Le 26 juillet 1956, le président égyptien Gamal Abdel-Nasser annonce la décision de nationaliser le canal de Suez, en l'accompagnant d'un mémorable éclat de rire. Il déclare à Alexandrie, devant une foule en liesse: "Le canal est désormais à nous, bien à nous".
Gamal Abd el-Nasser était alors âgé de 38 ans. Quatre ans après la Révolution menée par les Officiers libres, il rêve de moderniser son pays. Il veut commencer par construire un barrage à Assouan, en amont du Nil, pour régulariser le débit du fleuve, doubler ou tripler les surfaces irriguées du pays et fournir de l'énergie hydroélectrique.
Le devis de cet immense projet dont on parle depuis déjà deux siècles : 1,2 milliard de dollars.
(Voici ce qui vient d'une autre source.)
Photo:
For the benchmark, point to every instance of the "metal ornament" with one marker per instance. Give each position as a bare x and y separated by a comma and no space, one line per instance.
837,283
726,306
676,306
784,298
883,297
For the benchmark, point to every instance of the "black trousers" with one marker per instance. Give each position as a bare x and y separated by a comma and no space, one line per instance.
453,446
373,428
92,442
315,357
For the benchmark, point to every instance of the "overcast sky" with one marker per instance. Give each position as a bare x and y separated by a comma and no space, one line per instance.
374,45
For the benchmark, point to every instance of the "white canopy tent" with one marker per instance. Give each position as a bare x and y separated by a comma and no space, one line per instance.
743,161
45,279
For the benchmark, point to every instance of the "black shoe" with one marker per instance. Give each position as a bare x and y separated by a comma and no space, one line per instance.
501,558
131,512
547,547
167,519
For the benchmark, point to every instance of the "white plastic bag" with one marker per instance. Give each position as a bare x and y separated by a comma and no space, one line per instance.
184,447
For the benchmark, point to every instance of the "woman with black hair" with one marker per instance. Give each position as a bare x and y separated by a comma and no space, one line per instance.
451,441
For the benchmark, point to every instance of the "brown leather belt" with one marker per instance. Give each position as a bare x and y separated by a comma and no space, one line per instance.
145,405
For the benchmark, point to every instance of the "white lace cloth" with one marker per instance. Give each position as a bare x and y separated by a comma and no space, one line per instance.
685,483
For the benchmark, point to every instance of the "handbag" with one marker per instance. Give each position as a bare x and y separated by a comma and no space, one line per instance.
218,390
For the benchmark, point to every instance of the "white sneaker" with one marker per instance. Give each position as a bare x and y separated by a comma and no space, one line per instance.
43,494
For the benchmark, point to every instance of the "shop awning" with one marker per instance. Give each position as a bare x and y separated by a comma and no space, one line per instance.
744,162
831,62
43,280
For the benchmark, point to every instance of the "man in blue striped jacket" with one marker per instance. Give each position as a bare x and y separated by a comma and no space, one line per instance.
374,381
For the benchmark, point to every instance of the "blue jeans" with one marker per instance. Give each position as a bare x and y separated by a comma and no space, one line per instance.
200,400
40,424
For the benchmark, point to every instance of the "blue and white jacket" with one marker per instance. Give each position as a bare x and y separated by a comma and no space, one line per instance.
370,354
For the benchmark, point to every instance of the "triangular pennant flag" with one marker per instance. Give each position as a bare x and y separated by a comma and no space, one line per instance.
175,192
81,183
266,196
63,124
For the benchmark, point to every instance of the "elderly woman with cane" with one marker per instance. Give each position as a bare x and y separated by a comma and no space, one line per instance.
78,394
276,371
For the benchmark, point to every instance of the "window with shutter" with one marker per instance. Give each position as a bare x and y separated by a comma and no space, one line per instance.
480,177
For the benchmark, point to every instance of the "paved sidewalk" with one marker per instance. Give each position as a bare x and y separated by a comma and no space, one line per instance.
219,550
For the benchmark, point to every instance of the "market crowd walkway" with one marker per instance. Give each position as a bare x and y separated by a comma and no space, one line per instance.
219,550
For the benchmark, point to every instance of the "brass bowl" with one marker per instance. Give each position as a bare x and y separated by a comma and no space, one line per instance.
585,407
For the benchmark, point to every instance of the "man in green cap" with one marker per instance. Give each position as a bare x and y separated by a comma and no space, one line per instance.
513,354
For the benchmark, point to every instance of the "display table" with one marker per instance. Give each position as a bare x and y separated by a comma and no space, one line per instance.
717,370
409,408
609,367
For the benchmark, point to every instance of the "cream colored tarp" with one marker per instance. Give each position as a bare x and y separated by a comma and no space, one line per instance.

Nasser demande aux Américains de l'aider à le financer. Washington, qui tient à conserver de bonnes relations avec l'Égypte, signe un accord de principe en février 1956. Mais le raïs, qui affiche pourtant un anticommunisme farouche, désavoue le pacte de Bagdad - l'équivalent de l'Otan au moyen-Orient- créé sous la houlette américaine. Nasser affirme donc sa neutralité dans la "guerre froide" qui oppose l'URSS et les États-Unis.
Le 19 juillet 1956, les USA font volte-face, retirent l'offre de prêt américain à l'Égypte et poussent la Banque mondiale à en faire autant ! C'est une humiliation amère pour les Égyptiens et leur jeune président de la République, qui décide de se procurer l'argent en nationalisant le canal de Suez, par lequel transitent notamment 70 % des importations britanniques et 50 % des importations françaises.
Les Britanniques et les Français refusent cette décision souveraine, assortie de l'engagement d'indemniser les actionnaires de la Compagnie. Les deux pays refusent de discuter et décident d'occuper Suez militairement. Ils combinent avec Israël une opération rassemblant plus de 60.000 hommes, 300 avions de combats et 6 porte-avions. Le gouvernement français, alors présidé par le socialiste Guy Mollet, voulait aussi stopper le soutien égyptien à la lutte de libération nationale des Algériens.
Après de premières opérations, le maréchal Boulganine, président de l'Union soviétique lance son ultimatum historique: si l'attaque n'est pas stoppée l'URSS menace d'intervenir avec des fusées intercontinentales. Les trois pays sont contraints de se replier, les USA étant plutôt réservés sur leur intervention. Les parachutistes français et britanniques doivent cesser le feu, quelques heures à peine après avoir sauté sur le canal. Le 6 novembre 1956, à minuit, prend fin l'expédition de Suez.